Chile is about to write another chapter in its history this coming weekend when members of an Assembly to write up a new constitution to replace the one left by the military regime of General Augusto Pinochet are elected.
The elections were to be held on April 10 and 11 but needed to be postponed because of the coronavirus pandemic. Regional governors and mayors will also be appointed as per these elections.
President Sebastián Piñera has described these elections as a very transcendent electoral day for the future of Chile and unprecedented in the history of our country.

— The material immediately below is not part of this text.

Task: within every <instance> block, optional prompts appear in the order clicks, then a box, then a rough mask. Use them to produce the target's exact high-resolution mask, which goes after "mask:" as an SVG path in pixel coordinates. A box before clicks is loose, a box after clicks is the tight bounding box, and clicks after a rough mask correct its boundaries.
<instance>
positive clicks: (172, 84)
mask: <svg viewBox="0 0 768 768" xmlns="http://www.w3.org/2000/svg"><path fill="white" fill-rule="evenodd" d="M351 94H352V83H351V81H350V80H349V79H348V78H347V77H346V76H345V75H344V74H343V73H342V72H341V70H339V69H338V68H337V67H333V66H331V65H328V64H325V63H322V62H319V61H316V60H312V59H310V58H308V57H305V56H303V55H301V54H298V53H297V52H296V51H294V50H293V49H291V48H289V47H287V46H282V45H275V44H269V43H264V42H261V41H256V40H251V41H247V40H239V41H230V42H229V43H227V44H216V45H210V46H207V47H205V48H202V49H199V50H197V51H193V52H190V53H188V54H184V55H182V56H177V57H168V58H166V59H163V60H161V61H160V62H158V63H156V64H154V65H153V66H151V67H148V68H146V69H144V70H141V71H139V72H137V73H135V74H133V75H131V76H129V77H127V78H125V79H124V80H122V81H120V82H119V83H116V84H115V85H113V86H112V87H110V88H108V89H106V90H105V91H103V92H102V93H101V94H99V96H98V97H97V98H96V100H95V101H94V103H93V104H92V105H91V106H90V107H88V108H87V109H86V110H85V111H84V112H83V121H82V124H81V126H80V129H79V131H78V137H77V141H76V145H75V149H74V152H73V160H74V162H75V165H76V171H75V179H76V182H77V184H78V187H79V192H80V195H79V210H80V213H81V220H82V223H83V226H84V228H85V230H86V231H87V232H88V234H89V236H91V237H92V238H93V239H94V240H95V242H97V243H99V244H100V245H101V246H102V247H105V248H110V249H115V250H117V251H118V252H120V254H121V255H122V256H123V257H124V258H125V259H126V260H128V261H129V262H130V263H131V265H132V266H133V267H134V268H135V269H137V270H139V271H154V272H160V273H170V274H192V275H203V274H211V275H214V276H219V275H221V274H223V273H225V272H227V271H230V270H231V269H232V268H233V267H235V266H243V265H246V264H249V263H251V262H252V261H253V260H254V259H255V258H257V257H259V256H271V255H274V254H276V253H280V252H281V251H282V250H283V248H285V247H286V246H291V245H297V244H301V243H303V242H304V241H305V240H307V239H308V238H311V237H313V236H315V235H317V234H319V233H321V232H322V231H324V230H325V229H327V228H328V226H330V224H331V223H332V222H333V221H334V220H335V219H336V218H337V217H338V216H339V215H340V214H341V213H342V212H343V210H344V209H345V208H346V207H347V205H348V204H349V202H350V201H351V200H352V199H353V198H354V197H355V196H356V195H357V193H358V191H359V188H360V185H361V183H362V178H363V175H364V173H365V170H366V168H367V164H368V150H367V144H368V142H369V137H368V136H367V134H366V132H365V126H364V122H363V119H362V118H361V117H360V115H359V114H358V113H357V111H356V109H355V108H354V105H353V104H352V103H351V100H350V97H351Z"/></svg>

Measures were taken so that the elderly, the chronically ill, the pregnant and the disabled people who decide to vote do so with a clear preference, going directly to the first place in line, Piñera explained.
The splitting of the elections into two days also sought to ensure greater physical distancing and avoid crowds, protecting the health of citizens who attend to vote, he went on.
Poll stations will be open Saturday and Sunday between 8am and 6pm, Chile's Electoral Service (Servel) Director Andrés Tagle told the media.
Piñera also said he was hoping for a larger turnout this year, after only 48% of those registered voted in the presidential runoff in 2017.
One of the main issues to be discussed in the future convention, where two thirds of the votes will be required to approve each article, will be a new pension system, to replace the current one, severely questioned by Chileans and created by the brother of the current president, the economist José Piñera, in November 1980.
Other issues that citizens will follow with special attention will be a substantial improvement in access to education, greater demands for the Mapuche ethnic groups and reforming the health system so that more people can access it for free.
Piñera's ruling coalition, weakened by the government's decisions regarding the pandemic and other issues, will seeks to win at least a third of the 155 conventional constituents (more than 77) to be able to set the agenda within the convention.
But Piñera's opposition to a third withdrawal of 10% of the AFP pension funds for people who have lost their sources of income to lockdowns and restrictions have sunk the President's approval rate to barely 9% against a disapproval of 74%, according to a recent survey.
Nevertheless, Piñera has led one of the most successful vaccination campaigns in the region and even by world standards, which is what he has to show to his constituency.